Is it possible some reviews aren’t included in the static archive on http://108.170.204.19/?
For example, I get 404 when trying to access http://108.170.204.19/D99750.
Cheers,
Florian
Is it possible some reviews aren’t included in the static archive on http://108.170.204.19/?
For example, I get 404 when trying to access http://108.170.204.19/D99750.
Cheers,
Florian
cc @MaskRay
We also can’t access the post-commit discussions on phab anymore (the rL and rG pages) - these redirect to the github commit so we’ve lost all the replies ![]()
I haven’t had time to crawl /rGxxx pages. (It took ~7 days even if I used 6 processes and the CPU cycles of Phabricator+MySQL were very high) before I went on vacation. For /rLxxx` pages, I think Phabricator instance has redirected them to rG or github long ago so the discussions have been lost for a long time.
We have now lost access to the Phabricator instance, therefore I cannot crawl the /rGxxx pages… I have asked whether the Phabricator instance can be opened temporarily even if just for our local area network, so that I can improve the archive, e.g. make some large pages smaller by not using ?large=true, archiving the missing differential pages.
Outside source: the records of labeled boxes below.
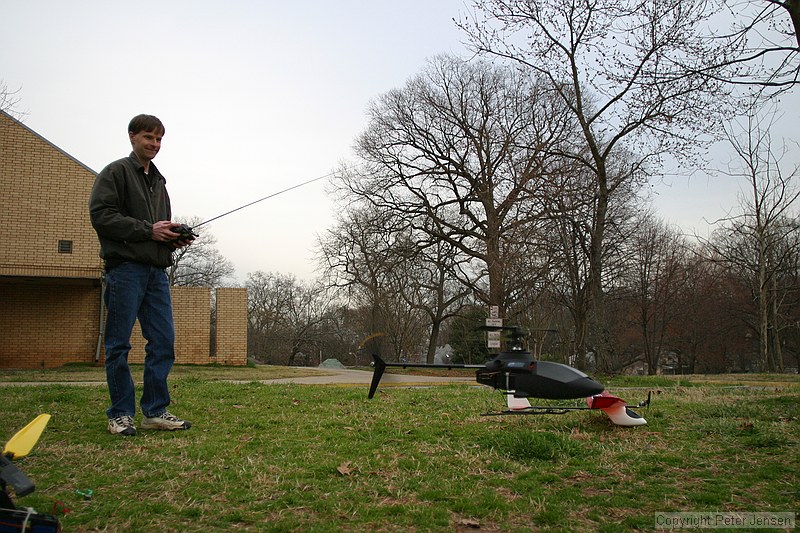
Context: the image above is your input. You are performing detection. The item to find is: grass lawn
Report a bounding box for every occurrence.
[0,367,800,532]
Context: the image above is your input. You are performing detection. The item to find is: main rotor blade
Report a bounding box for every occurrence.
[3,414,50,459]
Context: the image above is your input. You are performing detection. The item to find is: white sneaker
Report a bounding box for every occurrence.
[142,411,192,431]
[108,416,136,437]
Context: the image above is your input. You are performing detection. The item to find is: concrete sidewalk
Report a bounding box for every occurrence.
[247,368,475,386]
[0,368,475,388]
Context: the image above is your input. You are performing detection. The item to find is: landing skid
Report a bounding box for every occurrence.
[481,405,591,416]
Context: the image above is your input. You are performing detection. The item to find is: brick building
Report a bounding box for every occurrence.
[0,111,247,368]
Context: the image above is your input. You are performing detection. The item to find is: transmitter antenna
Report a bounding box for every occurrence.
[191,172,336,230]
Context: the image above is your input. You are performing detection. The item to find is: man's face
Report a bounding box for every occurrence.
[128,131,162,163]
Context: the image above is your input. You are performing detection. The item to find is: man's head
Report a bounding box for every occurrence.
[128,115,165,166]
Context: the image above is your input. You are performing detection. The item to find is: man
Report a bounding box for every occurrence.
[89,115,193,436]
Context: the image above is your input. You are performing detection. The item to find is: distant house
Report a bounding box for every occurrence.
[0,112,247,368]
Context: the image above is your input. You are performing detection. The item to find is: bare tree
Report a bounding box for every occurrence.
[246,271,335,365]
[340,57,569,318]
[684,0,800,96]
[0,80,24,120]
[319,206,432,359]
[713,104,800,371]
[460,0,724,362]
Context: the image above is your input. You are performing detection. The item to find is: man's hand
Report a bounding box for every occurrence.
[153,220,194,248]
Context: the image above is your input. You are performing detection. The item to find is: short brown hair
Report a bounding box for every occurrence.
[128,115,166,135]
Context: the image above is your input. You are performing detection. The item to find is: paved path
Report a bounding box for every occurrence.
[0,368,475,388]
[244,368,475,386]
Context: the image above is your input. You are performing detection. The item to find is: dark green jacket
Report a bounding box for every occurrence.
[89,152,173,270]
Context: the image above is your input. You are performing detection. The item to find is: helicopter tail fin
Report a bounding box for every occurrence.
[586,391,647,426]
[367,354,386,398]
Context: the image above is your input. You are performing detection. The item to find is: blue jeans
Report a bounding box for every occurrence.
[105,263,175,418]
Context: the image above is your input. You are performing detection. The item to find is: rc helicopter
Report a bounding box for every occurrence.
[0,414,61,533]
[368,326,650,426]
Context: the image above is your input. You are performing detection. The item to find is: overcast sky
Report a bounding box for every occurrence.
[0,0,800,283]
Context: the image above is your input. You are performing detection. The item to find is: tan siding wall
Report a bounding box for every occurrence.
[0,280,100,368]
[0,113,247,368]
[0,113,103,279]
[128,287,212,365]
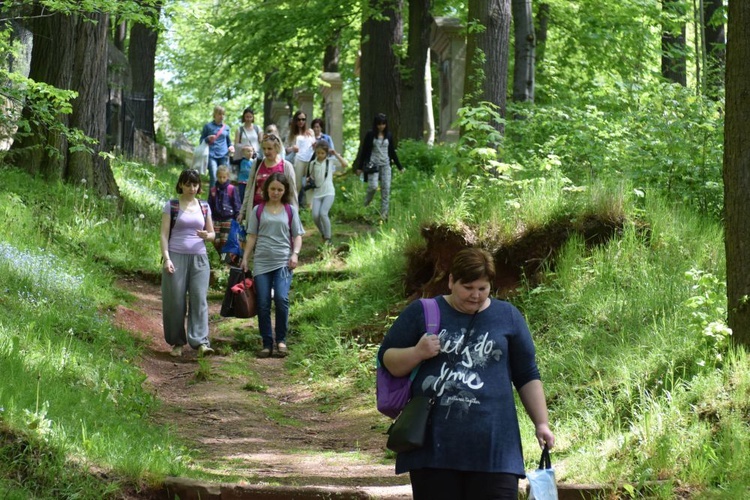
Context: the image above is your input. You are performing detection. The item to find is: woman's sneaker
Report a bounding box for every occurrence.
[258,347,271,358]
[276,342,289,358]
[198,344,214,358]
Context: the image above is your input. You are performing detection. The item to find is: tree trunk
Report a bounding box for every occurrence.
[661,0,687,87]
[724,1,750,347]
[464,0,511,134]
[401,0,432,141]
[10,9,75,179]
[511,0,536,102]
[355,0,404,165]
[703,0,727,99]
[126,3,161,139]
[65,10,119,196]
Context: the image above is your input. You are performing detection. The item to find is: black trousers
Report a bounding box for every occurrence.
[409,469,518,500]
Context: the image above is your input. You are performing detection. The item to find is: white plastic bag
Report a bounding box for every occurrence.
[526,445,557,500]
[193,141,208,175]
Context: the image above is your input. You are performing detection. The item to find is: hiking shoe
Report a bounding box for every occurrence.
[258,347,271,358]
[276,342,289,358]
[198,344,214,358]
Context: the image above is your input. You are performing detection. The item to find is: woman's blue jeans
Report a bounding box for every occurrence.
[253,266,292,349]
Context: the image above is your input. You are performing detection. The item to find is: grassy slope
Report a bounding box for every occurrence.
[0,150,750,498]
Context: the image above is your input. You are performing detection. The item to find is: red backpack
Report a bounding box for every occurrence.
[255,201,294,250]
Note, certain differentials and user profiles can be found on archive.org, e.g. https://web.archive.org/web/20231118021608/https://reviews.llvm.org/D70401 https://web.archive.org/web/20231004073648/https://reviews.llvm.org/p/MaskRay/
yeah so far i have been relying on archive.org to find all the patches that were pending review. It is not very reliable for all the patches though.
Specifically for, https://reviews.llvm.org/D99750 I’d ask @ABataev1 to add the patch on github for review.
I have collected differentials that are not “Closed” at
https://gist.githubusercontent.com/MaskRay/798de69eb9e7ec7c3e98507265dc5514/raw/
(The majority of differentials are “Closed” and not interesting.)
Newer libc++ differentials have the subscriber “libcxx-commits”. Hopefully this list can offer some help
% grep -m 3 'Needs Review.*libcxx-commits' differentials-not-closed.tsv
https://reviews.llvm.org/D52995 Needs Review [CMake] Fix the -nodefaultlibs check. cdavis5x libcxx-commits
https://reviews.llvm.org/D53127 Needs Review Fix missing defines in libc++abi when compiled against libgcc's arm unwind (follow-up of D42242) stefson libcxx-commits
https://reviews.llvm.org/D53796 Needs Review [libcxx] Use AS_NEEDED command for linker script inputs phosek libcxx-commits
Specifically for, https://reviews.llvm.org/D99750 I’d ask @ABataev1 to add the patch on github for review.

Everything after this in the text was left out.